Se faisant passer pour une jeune et accorte jeune femme, il arrive à extorquer des sommes considérables à des pigeons. Michel va être l’un d’eux. Comment réunir tous ces parcours ? C’est le défi brillamment relevé par Dominik Moll avec ce thriller de la meilleure eau, dense, touffu, parfois confus si l’on n’y prête pas garde. L’opposition entre les quartiers surpeuplés d’Abidjan, où les séquences furent tournées, et les plans immenses et désertiques du Causse, crée une sorte d’espace-temps qui en dit long sur notre société. D’un côté le tempo lent, puissant et inexorable de la Nature, de l’autre la vitesse inconcevable et la fragilité de l’internet. Au milieu, l’Homme et son envie forcenée d’échapper si ce n’est à sa destinée, du moins à un quotidien qu’il juge insuffisant.
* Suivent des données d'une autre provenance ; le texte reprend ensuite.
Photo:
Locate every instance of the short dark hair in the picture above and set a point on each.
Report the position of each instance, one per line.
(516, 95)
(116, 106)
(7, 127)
Ce challenge est superbement supporté par une poignée de comédiens dirigés ici à la perfection.
Cette adaptation d’un roman noir de Colin Niel est une tragédie fascinante en forme de toile d’araignée soulignant en creux le désastre humain vers lequel nous nous précipitons pied au plancher via des technologies qui censées nous rapprocher nous éloignent les uns des autres en nous enfermant dans de véritables prisons virtuelles.
Dominik Moll – Ce réalisateur qui nous veut du bien
Ce Français d’origine allemande caresse depuis son plus jeune âge l’envie de tenir une caméra. Dès qu’il peut, le jeune Dominik file à New York étudier le 7e art à la City University. Après plusieurs court-métrages (passage obligé…), Dominik Moll se lance dans le nirvana de tout jeune réalisateur : son premier long. A vrai dire, il passera inaperçu. Qu’à cela ne tienne, il présente en 1999 son second, le célèbre « Harry, un ami qui vous veut du bien ». Bingo ! A la clé, pas moins de 4 Césars dont celui tant convoité de Meilleur réalisateur. Sans forcément squatter comme tant d’autres le grand écran, la carrière de Dominik Moll révèle avec le film sous rubrique, le meilleur à ce jour, un cinéaste aussi talentueux qu’original.